La Sapienza University out-licenses exon-skipping technology

27 May 2008 | News

Licensing deal

Gene therapy specialist Amsterdam Molecular Therapeutics has obtained a license from La Sapienza University in Rome, Italy, to small nuclear RNA-based exon-skipping technology for the treatment of Duchenne muscular dystrophy (DMD). The company intends to combine the technology with its adeno-associated virus gene therapy platform, to potentially create a long-term treatment for this seriously debilitating disease.

DMD is caused by mutations in the dystrophin gene, which is the largest known human gene. Dystrophin is essential for muscle function, and inability to produce it leads to severely debilitating neuromuscular disease and death in young adulthood. Around 120,000 people suffer from the disease in the US and Europe, and there is no treatment.

A group led by Irene Bozzoni at La Sapienza is developing a treatment for DMD using adeno-associated viral vectors and an exon-skipping small nuclear RNA construct. The researchers have shown a long-term systemic and therapeutic effect in animal models after a single administration.

Exon skipping is a technology that aims to neutralise genetic defects by preventing the faulty parts of the gene from being activated. At the cellular level, messenger RNA reads off, or transcribes, the protein instructions from the gene. It then transports these instructions to the ribosomes in the cell where the protein is assembled.
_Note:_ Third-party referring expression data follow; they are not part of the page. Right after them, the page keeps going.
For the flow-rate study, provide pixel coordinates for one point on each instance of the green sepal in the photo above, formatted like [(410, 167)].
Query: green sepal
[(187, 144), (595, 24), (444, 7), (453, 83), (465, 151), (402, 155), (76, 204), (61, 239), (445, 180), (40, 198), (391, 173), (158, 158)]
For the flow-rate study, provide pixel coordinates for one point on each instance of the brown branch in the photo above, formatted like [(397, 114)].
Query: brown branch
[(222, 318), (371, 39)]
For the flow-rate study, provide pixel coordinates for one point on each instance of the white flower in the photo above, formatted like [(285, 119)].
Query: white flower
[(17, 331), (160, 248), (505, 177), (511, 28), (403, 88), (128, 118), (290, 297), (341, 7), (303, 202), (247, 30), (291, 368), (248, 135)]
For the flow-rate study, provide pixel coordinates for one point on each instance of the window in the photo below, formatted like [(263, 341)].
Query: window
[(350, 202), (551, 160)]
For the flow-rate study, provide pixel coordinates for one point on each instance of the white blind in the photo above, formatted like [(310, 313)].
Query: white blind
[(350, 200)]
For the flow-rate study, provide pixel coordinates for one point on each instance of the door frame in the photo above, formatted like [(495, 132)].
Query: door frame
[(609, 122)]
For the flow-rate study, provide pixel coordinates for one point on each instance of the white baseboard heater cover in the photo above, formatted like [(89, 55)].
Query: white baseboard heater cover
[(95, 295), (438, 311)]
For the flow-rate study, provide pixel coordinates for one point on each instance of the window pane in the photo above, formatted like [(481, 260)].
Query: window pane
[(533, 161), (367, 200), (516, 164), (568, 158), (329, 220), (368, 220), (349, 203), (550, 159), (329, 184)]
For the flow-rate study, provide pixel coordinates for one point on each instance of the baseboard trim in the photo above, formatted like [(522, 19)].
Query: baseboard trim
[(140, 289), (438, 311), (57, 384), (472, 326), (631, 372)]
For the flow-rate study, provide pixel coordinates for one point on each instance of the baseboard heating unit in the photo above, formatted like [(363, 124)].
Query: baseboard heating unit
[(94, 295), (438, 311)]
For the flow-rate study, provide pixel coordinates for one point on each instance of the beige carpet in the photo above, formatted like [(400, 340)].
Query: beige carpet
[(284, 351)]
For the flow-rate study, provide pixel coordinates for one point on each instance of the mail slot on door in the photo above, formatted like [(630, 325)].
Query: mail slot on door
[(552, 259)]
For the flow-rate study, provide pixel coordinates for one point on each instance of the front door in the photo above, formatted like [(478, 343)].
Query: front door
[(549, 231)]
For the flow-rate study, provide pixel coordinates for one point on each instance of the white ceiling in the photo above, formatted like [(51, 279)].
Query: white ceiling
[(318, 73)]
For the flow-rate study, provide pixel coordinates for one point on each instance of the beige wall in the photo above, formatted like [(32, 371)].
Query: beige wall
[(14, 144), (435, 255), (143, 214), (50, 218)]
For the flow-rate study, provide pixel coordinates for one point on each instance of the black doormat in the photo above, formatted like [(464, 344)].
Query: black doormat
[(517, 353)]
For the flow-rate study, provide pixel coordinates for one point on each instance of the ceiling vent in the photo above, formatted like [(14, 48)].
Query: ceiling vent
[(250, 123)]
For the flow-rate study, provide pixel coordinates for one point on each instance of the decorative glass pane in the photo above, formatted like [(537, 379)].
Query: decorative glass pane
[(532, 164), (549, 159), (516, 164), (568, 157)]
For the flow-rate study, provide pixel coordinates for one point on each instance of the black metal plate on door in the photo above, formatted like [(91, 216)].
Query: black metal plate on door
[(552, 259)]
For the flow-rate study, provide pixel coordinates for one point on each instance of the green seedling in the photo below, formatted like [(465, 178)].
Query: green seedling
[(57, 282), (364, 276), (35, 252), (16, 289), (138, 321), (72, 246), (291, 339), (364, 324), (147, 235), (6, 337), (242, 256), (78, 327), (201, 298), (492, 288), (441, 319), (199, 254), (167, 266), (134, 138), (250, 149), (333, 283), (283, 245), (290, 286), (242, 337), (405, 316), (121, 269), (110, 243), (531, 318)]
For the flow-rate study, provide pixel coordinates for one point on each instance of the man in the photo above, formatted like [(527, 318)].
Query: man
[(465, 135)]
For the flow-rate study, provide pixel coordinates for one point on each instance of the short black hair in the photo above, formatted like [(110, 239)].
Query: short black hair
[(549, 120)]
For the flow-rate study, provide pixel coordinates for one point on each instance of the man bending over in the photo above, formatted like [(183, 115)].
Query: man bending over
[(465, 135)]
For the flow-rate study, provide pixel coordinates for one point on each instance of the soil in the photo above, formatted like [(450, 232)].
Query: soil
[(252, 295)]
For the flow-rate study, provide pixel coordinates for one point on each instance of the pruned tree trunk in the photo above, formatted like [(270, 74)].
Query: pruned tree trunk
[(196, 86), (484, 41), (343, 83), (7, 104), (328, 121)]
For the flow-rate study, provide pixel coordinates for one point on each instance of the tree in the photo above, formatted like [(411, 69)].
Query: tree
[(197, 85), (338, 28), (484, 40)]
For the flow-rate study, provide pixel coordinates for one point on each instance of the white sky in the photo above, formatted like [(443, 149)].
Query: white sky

Messenger RNA is not a transcript of the complete gene sequence, but only of the exons, which are the sections of the gene that code for a portion of the protein. If one of the exons contains an error, this process may be halted, and the production of the full-length dystrophin protein cannot take place. But when the faulty exon is skipped, protein synthesis does take place and leads to a functional, albeit shorter, dystrophin protein. By using the exon-skipping technique the mutated exons in the dystrophin  messenger RNA that contain errors are “skipped” and as a result the muscle cells are able to produce functional dystrophin protein.